Spider Technologies
Emerald has been creating network related technologies for over xxx years.
Web Spider:
Emerald's web spider is able to be configured in a variety of ways. Allowing the
user to dictate everything from whether or not to obey robots.txt, how many pages
per domain to crawl, what type of data to collect, etc. The web spider is able to
store this data in our storage array or to a configured output folder.
Options explained:
- Obey Robots.txt - It is not always in the best interest to obey
robots.txt. Many sites containing questionable content will attempt to use this
file to keep spiders/bots from finding it. The primary reason a site uses this file
is to keep search engine spiders and such from attempting to index data they do
not wish to be searched on or to keep them out of image folders. Our spiders are
intellegent enough to not drain bandwidth from sites looking at these sites as we
will not attempt to download just anything.
- How many pages per domain to crawl - This number is adjustable
mainly because some there are a large amount of sites out there that have a very
large page volume. Sites such as CNN.com may have several hundred's of pages available
to web surfers at any given time. It is important to choose a number that will not
tax these sites but enough to obtain the data required for analysis.

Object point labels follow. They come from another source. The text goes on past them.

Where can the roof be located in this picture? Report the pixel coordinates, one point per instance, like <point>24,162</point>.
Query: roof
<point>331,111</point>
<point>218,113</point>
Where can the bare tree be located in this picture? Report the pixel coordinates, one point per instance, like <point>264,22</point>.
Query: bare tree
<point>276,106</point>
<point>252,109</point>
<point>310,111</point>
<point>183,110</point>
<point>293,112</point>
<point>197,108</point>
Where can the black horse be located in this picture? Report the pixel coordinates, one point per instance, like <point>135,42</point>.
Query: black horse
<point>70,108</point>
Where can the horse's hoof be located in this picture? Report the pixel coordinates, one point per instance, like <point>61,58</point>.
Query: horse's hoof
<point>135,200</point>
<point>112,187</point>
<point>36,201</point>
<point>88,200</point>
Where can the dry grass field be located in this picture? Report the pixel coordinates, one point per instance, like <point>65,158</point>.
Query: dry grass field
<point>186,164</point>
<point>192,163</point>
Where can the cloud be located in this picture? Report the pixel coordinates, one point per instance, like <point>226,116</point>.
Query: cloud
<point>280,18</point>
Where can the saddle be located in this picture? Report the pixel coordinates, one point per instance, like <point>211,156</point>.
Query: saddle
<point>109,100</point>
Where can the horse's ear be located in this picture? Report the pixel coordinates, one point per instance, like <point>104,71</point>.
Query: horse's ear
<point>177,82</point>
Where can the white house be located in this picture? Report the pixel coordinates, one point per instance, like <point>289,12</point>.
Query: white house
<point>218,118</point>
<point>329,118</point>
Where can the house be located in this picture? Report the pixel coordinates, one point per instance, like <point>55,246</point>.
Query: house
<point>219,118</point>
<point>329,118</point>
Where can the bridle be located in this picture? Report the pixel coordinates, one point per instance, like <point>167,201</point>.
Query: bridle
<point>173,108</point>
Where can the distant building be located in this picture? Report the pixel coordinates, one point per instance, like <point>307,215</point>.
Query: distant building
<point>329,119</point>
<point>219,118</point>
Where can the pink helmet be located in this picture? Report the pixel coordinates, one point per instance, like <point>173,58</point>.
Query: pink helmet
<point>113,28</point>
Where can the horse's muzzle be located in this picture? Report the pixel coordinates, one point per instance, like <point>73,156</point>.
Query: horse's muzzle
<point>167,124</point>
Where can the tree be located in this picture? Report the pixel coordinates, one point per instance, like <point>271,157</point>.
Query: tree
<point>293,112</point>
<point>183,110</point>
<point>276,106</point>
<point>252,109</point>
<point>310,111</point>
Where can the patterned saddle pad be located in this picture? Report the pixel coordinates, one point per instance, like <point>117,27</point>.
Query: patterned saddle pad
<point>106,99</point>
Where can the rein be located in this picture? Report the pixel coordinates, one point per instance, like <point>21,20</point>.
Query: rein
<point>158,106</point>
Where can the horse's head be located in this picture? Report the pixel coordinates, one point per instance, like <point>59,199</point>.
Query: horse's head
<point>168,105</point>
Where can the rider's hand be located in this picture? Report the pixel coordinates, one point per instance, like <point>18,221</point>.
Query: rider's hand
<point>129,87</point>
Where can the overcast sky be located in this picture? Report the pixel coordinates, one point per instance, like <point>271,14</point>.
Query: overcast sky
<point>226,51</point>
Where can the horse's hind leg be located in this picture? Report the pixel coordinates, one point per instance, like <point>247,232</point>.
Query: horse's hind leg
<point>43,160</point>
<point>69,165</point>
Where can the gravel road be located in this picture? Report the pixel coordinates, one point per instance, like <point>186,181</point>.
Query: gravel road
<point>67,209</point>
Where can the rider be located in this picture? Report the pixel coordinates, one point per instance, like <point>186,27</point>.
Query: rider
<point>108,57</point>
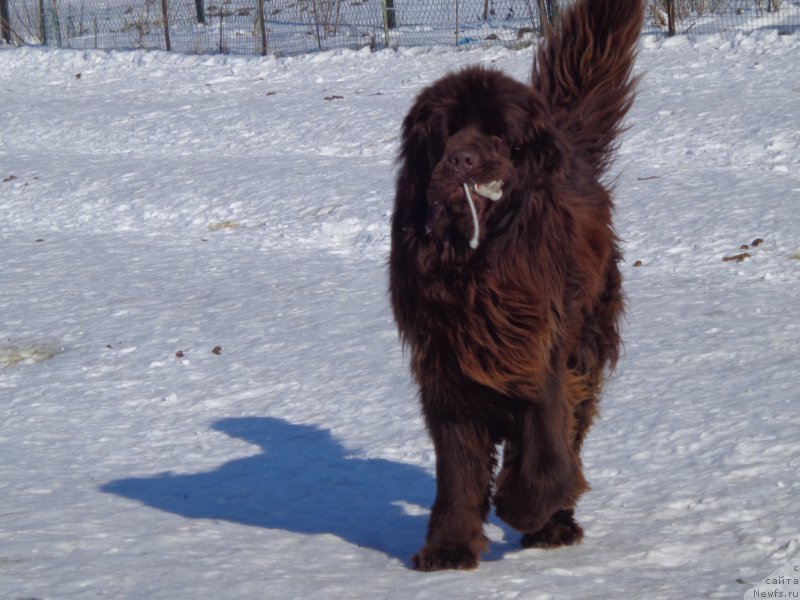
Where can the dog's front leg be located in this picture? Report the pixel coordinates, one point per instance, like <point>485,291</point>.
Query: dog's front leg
<point>464,468</point>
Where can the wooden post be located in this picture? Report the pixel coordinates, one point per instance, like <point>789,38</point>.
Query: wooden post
<point>670,18</point>
<point>165,16</point>
<point>5,21</point>
<point>262,27</point>
<point>42,24</point>
<point>200,9</point>
<point>458,25</point>
<point>543,23</point>
<point>389,15</point>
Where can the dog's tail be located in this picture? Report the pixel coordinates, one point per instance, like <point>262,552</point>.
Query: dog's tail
<point>583,70</point>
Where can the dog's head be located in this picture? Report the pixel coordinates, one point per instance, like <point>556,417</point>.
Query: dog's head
<point>472,144</point>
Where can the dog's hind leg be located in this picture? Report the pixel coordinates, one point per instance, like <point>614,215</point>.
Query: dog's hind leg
<point>541,475</point>
<point>465,460</point>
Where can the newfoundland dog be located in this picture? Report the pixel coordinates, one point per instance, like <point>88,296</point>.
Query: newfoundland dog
<point>504,279</point>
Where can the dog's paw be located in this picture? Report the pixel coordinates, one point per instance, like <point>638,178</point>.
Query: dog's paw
<point>439,558</point>
<point>560,530</point>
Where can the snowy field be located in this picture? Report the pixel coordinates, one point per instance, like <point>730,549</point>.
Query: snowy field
<point>202,394</point>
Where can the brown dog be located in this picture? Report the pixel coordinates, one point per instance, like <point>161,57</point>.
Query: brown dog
<point>504,278</point>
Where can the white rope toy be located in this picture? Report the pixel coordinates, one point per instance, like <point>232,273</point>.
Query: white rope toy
<point>493,191</point>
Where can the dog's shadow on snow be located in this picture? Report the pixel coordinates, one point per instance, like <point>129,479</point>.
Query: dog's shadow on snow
<point>303,481</point>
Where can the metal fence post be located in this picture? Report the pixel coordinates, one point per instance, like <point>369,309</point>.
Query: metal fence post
<point>5,21</point>
<point>200,9</point>
<point>670,18</point>
<point>262,27</point>
<point>165,15</point>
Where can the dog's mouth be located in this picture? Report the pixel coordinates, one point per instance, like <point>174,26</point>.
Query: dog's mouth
<point>492,190</point>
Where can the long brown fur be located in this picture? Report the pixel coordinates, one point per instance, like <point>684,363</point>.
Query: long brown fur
<point>510,341</point>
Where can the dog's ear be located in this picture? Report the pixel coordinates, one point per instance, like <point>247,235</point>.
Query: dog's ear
<point>421,146</point>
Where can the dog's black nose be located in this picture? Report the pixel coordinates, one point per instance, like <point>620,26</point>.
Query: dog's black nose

- Type of data to collect - The spider is capable of downloading
anything and everything from web sites. This how ever is likely not a good idea
mainly for the sake of the site owners bandwidth. By specifying the data to collect
the spider is able to be selective on what it downloads and stores. Thus increasing
speed and saving storage space. For example you may not wish to
download images, but perhaps you would like a record of the images that were on
the site. The spider can be configured to handle this.
Spider Engine:
The spider engine acts as a manager for web spiders. It can be configured to monitor
each web spider's processor usage, memory usage, time active, and much more. The
spider engine feeds the web spiders with sites, launching them according to configurable
schedules aswell as prioritizing the sites visited using primary, secondary, and
tertiary lists.